Muin J. Khoury, MD, PhD
Director, National Office of Public Health Genomics, Centers for Disease Control and Prevention

The Importance of Genomics

What is Genomics?

Genetics is the study of inheritance, or the way traits are passed down from one generation to another. Genes carry the instructions for making proteins, which direct the activities of cells and functions of the body and influence human traits (e.g., hair and eye color) and susceptibility to diseases. Genomics is the study of all the genes in a person, as well as the interactions of those genes with each other and a person’s environment. All people are 99.9% identical in genetic makeup, but differences in the remaining 0.1% hold important clues about health and disease.

The study of genomics is likely to help doctors and other health care professionals understand why some people get sick from certain infections, environmental factors, and behaviors while others do not. This information could lead to new and better ways to improve health and prevent diseases for individuals and populations.

Human Genome Research

The human genome is a person’s complete set of DNA. In 2003, researchers completed the 13-year Human Genome Project, which identified approximately 25,000 genes in human DNA. Much of this information is being transferred to the private sector to foster development of new medical applications. The project was coordinated by the U.S. Department of Energy and the National Institutes of Health (NIH), with support from international partners.

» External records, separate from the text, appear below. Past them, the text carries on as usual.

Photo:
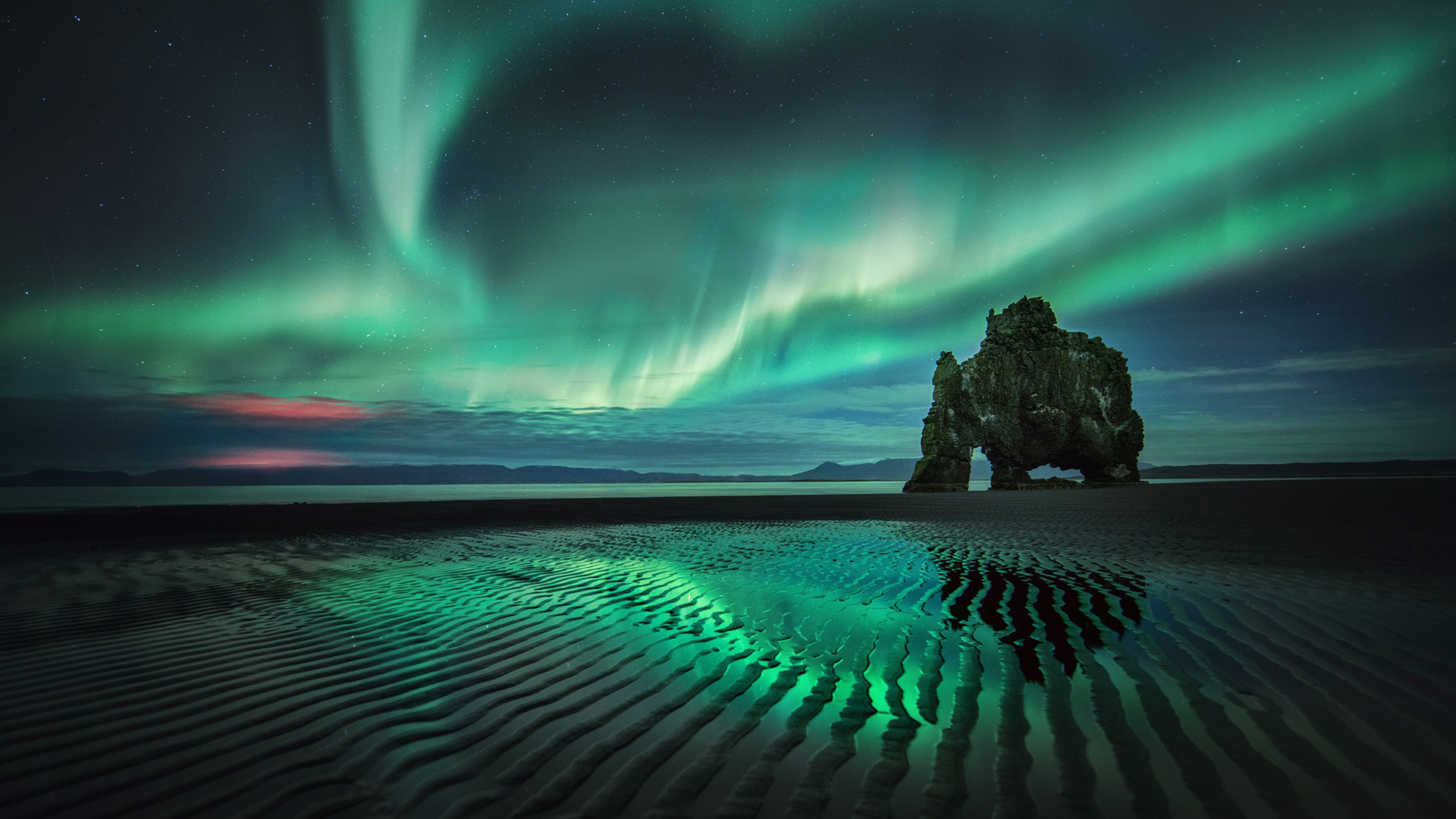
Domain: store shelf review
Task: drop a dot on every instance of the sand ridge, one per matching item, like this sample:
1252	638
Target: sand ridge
1014	654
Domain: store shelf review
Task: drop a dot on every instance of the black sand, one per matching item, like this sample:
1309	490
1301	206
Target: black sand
1253	649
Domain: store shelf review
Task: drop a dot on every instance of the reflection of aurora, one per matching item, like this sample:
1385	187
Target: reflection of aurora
746	670
629	289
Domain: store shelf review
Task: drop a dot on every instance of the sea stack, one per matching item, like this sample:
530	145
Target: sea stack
1034	395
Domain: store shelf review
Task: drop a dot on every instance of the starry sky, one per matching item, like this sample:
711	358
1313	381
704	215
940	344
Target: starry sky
717	237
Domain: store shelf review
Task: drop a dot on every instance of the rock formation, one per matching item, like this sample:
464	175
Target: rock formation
1034	395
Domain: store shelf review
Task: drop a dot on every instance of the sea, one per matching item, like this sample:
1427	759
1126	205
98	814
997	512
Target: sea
46	499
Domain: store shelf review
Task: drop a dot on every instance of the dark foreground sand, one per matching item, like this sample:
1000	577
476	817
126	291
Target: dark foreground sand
1256	649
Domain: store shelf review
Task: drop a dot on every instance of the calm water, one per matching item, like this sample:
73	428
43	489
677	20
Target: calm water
83	497
28	499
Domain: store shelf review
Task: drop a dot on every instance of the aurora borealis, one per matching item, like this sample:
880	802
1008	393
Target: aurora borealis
714	235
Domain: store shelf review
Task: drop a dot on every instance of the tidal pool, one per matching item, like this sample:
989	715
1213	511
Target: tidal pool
715	670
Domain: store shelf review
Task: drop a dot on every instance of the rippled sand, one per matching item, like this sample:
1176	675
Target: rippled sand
1150	653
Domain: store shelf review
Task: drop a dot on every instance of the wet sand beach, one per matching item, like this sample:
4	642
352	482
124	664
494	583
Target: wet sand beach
1223	649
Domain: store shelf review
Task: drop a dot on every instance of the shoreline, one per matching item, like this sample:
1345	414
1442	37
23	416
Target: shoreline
1315	522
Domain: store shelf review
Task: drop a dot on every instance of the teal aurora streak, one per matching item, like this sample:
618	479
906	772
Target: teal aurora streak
691	284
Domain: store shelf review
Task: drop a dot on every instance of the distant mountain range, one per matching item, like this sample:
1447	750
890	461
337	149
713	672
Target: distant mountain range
887	469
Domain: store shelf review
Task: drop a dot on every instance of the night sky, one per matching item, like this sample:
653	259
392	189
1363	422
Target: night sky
712	237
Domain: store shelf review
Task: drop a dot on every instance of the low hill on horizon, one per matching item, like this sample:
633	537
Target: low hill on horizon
884	469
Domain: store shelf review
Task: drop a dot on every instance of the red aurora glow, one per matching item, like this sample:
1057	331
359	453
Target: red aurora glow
249	406
273	458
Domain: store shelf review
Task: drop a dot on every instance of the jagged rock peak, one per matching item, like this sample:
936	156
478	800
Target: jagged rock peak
1034	395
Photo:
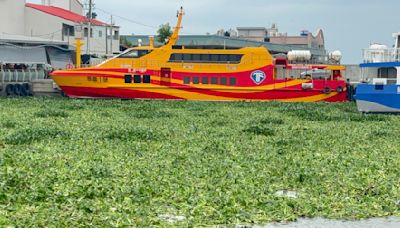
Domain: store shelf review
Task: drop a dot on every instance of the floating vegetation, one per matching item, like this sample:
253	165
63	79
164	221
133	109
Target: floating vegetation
111	163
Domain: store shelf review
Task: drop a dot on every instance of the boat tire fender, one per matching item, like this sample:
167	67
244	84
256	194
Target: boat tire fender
27	89
327	90
18	90
10	90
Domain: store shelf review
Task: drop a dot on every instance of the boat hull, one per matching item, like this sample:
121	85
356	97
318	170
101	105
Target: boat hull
110	84
378	98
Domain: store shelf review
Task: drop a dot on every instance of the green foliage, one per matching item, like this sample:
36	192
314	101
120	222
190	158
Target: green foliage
164	32
118	163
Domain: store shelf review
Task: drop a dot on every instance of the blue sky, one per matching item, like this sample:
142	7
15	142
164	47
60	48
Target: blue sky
348	25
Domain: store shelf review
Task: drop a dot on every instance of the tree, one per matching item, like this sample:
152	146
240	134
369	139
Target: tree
125	42
164	32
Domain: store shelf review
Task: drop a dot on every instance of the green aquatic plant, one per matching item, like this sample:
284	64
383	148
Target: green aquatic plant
66	162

Now that the thousands of variations in human genes have been identified, researchers are studying these variations for associations with diseases of major public health importance, including chronic diseases such as heart disease, diabetes, stroke, and cancer, as well as infectious, environmental, and occupational diseases. Taking into account all factors that determine disease, it can be said that 100% of human disease results from the interactions between genetics and environment.

CDC’s National Leadership

CDC is committed to ensuring that all people, especially those at greater risk for health disparities, will achieve their optimal lifespan with the best possible quality of health in every stage of life. With agency-wide health protection goals that support healthy people in healthy places across all life stages, CDC is setting the agenda to enable people to enjoy a healthy life by delaying death and the onset of illness and disability by accelerating improvements in public health.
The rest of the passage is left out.